Let's say a guy works for ABC Well Servicing, who provides him a two way radio for use at work. He buys a Baofeng he wants to program to use in place of his work radio. ABC contracts to XYZ Pressure Pumping on a regular basis. He asks me if I can program his radio to talk to XYZ as well as ABC. I don't know where to begin looking for the legalities of this. I just need a direction to begin. I don't even know what to search! I'd love some input from the forum users with experience in this arena.
 

TampaTyron

Member
Joined
Feb 1, 2010
Messages
612
Location
Tampa, FL
We always required a letter on business letterhead of the licensee stating it was ok to program XYZ contractor on their frequencies until further notice. We required a renewal letter each year, so it was a little cumbersome. But, in the oilfield, there were hundreds and hundreds of contractors, subcontractors, and sub-subcontractors. It was nuts. TT
 

fwradio

Texas DB Admin
Database Admin
Joined
Dec 19, 2002
Messages
298
Location
Fort Worth, Texas
In addition to the licensing requirement... make sure that the radios you are selling are actually legal for use in the US. A lot of cheap Chinese radios have the FCC logo on the back of them that does not mean anything. I've asked them about type acceptance while at the IWCE shows and they point me to the FCC logo. The radios do not have a FCC ID number on the back of them in most cases. If they don't have the number on the label, they are not legal to import, sell, or use in the United States. Hundreds of thousands of cheap Chinese radios that are not type accepted (illegal) and have very loose operating specifications have made it into this country.

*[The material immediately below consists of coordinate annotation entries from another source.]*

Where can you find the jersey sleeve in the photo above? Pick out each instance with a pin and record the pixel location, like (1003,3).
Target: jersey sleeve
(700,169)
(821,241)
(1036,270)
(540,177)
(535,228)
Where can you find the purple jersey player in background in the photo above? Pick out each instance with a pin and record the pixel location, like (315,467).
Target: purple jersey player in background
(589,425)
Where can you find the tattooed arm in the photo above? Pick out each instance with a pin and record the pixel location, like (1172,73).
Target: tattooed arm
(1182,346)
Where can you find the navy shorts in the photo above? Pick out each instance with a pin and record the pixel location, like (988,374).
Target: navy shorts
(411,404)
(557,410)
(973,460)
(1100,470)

I've also noticed that the cheap Chinese radio products have been a trap for a lot of dealers trying to compete with online sales. I've seen a few brick and mortar dealers who have started selling those radios to compete with cheap radios online only to end up going out of business because there is no margin to support business operations unless the volume is ridiculously high (1000+ units/month). After all, the purpose of being in business is to make a little money.
 

byndhlptom

Member
Joined
Nov 1, 2005
Messages
349
Location
JoCo, KS (SoDak native)
per your example.... and implied in TampaTyron's response

You should not program either of the two frequencies (for TX) with out permission of the licensee's (ABC & XYZ). They are responsible for FCC compliance in order to keep their licenses valid. I also believe that the FCC has restrictions on radio shops/dealers that require them to confirm license's before programming radios.... may just be good business practice....

$.02
 

ladn

Member
Premium Subscriber
Joined
Oct 25, 2008
Messages
307
Location
Southern California
Let's say a guy works for ABC Well Servicing, who provides him a two way radio for use at work. He buys a Baofeng he wants to program to use in place of his work radio. ABC contracts to XYZ Pressure Pumping on a regular basis. He asks me if I can program his radio to talk to XYZ as well as ABC.
In addition to the afore mentioned licensing and type acceptance issues, the guy who wants the interopperable radio programming would need to provide a radio that's compatible with both ABC and XYZ systems in terms of frequencies and modulation. AND both ABC and XYZ would need to have sufficient "extra" unit allocations on their licenses to allow for the addition of another radio.

In addition to the authorization letters, you would do well to check the FCC ULS for he license information yourself.
 

fwradio

Texas DB Admin
Database Admin
Joined
Dec 19, 2002
Messages
298
Location
Fort Worth, Texas
eCFR — Code of Federal Regulations

(b) Except for frequencies used in accordance with §90.417, no person shall program into a transmitter frequencies for which the licensee using the transmitter is not authorized.
I was searching everywhere for that one. I knew I had seen it before. I use it to justify to customers that we will not program frequencies that they are not licensed or authorized in writing to transmit on.